Hoje estive de folga, mas só fui à terapia, conversar sobre os meus fantasmas, que vez por outra aparecem e devem me acompanhar pelo resto da minha passagem terrena. A terapia e a acupuntura são usadas para controlá-los e evitar que eu tenha uma recaída, um retorno à bebida, um retorno à Schön Klinik Eilbek!
E eu estive na Schön Klinik Eilbek dois dias antes e vi que pra lá eu não quero voltar mais, apesar das estatísticas alemãs afirmarem que 76% das pessoas que vão a uma clínica de desintoxicação uma vez elas voltam outra vez. Eu quero estar entre os 24%! E senti isso com a voz embargada quando fui ao local do crime, onde eu estive alojado por 20 dias entre julho e agosto de 2018 para me tratar da doença do alcoolismo (alguns dizem que é sem-vergonhice!).
Mas por que voltei ali? Nem eu sei o porquê! E nesse dia eu nem tinha a ida até ali como objetivo e sim o aeroporto, não para pegar um avião ou receber a minha esposa vindo de mais uma de suas viagens, mas para comprar uma coca-cola num dos poucos supermercados abertos aos domingos em Hamburgo. Foi o que eu fiz e tomei a coca-cola ali mesmo lendo trechos do livro Na margem do rio Piedra eu sentei e chorei de Paulo Coelho. Mas para ir ao aeroporto se passa pela Estação Friedriechsberg e ao passar por ela lembrei que a clínica fica ali próximo, a poucos minutos de caminhada. Na volta do aeroporto desci ali.
Confesso que não foi nada confortável percorrer uma rua pouco movimentada que dá acesso aos fundos e a uma das laterais do prédio da Casa 2. Desde um certo ponto pude ver a janela de um dos quartos onde fiquei os meus primeiros 3 dias, confuso, desorientado e me sentido o último homem do mundo 11 meses antes. Como também não foi nada cômodo cruzar por pessoas que ali circulavam pela frente do prédio numa bela tarde de sol, pessoas que estavam ali fazendo o mesmo tratamento que passei alguns meses antes. Vi uma garota tatuada sentada sozinha fumando em frente da entrada principal da Casa 2, vi um grupo de homens fumando, vi uma jovem garota rodeada por pessoas que eu acredito que eram seus parentes de visita, etc. Tive pena deles, tive pena de mim.

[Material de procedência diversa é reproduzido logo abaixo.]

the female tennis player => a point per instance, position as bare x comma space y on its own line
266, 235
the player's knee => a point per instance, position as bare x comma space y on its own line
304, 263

Me senti como eles!
Não fiquei ali muito tempo e nem tive coragem de entrar no prédio, tive medo de encontrar algum dos meus fantasmas que eu tenho certeza que deve ter ficado preso quando eu fui liberado meses antes com a ideia de não pisar mais os pés ali! Mas algum fantasma deve ter ficado ali, pois eu senti desde a entrada do edifício uma energia estranha tomar conta do meu corpo e que ameaçou sair pela boca. Disso não tive medo, mantive o meu controle e me afastei aos poucos dali virando as costas sem olhar pra trás…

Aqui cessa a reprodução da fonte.